--Aconselhei-o, minha senhora, para as salas sómente, onde os nobres teem obrigação de saber guardar todas as conveniencias: mas, aqui, escusa a minha estimavel esposa de usar de taes constrangimentos... Pelo que toca á comprehensão do que eu li, parece-me facilima, mórmente para o seu talento. Julgo que Jesus-Christo, com aquellas palavras, nos quiz dizer, que se não pécca repudiando a mulher adultera. Não lhe parece?...

--Quem melhor do que o meu esposo, que é letrado, póde entender o que lê?... Mas quer-me parecer que n'outro logar d'este sagrado livro, o bom Jesus perdoou á adultera, que ia ser apedrejada, tendo antes provocado dos queixosos o que se considerasse sem culpas que fosse o primeiro a lançar a pedra... Não nos dirá tambem esta humanitaria e sublime parabula, que se Jesus-Christo não tinha como peccado o desprezo da adultera, via, comtudo, que os homens, mais fortes, e absolutos legisladores para os crimes do meu sexo, nem sempre procedem com justiça?

--Imaginemos que é assim: apraz-me concordar com os seus engenhosos corollarios, minha senhora... Mas, como estamos em amigavel controversia, desejava ouvir a sua esclarecida opinião sobre a igualdade dos deveres... Parece-lhe que o adulterio é o mesmo crime da parte da mulher como da parte do homem?...

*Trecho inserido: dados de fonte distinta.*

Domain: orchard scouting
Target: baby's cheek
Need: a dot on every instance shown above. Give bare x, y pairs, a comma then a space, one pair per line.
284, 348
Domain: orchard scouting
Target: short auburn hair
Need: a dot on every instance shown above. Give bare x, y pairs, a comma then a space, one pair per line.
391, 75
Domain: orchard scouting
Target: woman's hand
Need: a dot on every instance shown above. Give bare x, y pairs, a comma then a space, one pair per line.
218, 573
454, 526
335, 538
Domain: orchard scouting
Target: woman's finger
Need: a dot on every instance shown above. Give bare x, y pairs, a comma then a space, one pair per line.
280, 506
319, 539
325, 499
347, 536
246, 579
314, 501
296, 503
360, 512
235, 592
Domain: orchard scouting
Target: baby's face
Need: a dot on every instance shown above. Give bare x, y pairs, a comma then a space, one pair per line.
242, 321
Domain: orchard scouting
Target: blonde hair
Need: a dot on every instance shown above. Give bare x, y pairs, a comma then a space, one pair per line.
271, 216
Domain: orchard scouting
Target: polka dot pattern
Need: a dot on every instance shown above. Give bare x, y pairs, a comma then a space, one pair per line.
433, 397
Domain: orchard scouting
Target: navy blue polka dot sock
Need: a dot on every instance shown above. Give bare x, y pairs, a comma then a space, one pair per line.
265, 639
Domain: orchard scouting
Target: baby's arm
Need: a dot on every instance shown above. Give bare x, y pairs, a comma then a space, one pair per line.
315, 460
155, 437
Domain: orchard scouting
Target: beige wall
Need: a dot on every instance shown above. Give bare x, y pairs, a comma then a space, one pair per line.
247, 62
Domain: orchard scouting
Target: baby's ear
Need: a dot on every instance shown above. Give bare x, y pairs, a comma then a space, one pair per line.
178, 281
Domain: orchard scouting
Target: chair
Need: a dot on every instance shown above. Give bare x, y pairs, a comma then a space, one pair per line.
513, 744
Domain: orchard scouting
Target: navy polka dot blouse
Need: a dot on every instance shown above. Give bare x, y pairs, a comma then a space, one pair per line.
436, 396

--Não sei como responder-lhe, meu esposo e senhor... Nunca pensei detidamente na gravidade do crime de que fallamos; e, pesando agora a fealdade d'um tal delicto, julgo quasi impossivel que haja mulher voluntariamente adultera. Talvez que essas infelizes peccadoras sejam levadas a uma tal degradação pelo contínuo desprezo e ardua severidade dos maridos, pelos maus exemplos, e pelas aleivosas seducções dos homens, que as conduzem á quéda, para as enlamearem em seguida...

--Para quem não tem pensado no assumpto, desenvolve-o admiravelmente!... Dou á minha cara esposa sinceros emboras pelo bem que falla da materia... Devo comtudo observar-lhe, como em descardo da letradice com que ha pouco quiz honrar-me, que os maus exemplos do homem nunca podem lançar no leito nupcial um pequenino ladrão... A minha intelligente esposa comprehende-me bem, não é assim?

--Se o comprehendo, senhor, devo tambem observar-lhe que os maus exemplos podem igualmente introduzir o mesmo roubo em alheios lares... Feliz a esposa que sabe resistir a todas as tentações, embora tenha de ganhar a palma do martyrio; mas bem mais feliz aquella que encontra no marido um guia, e natural protector, em vez d'um tyranno egoista.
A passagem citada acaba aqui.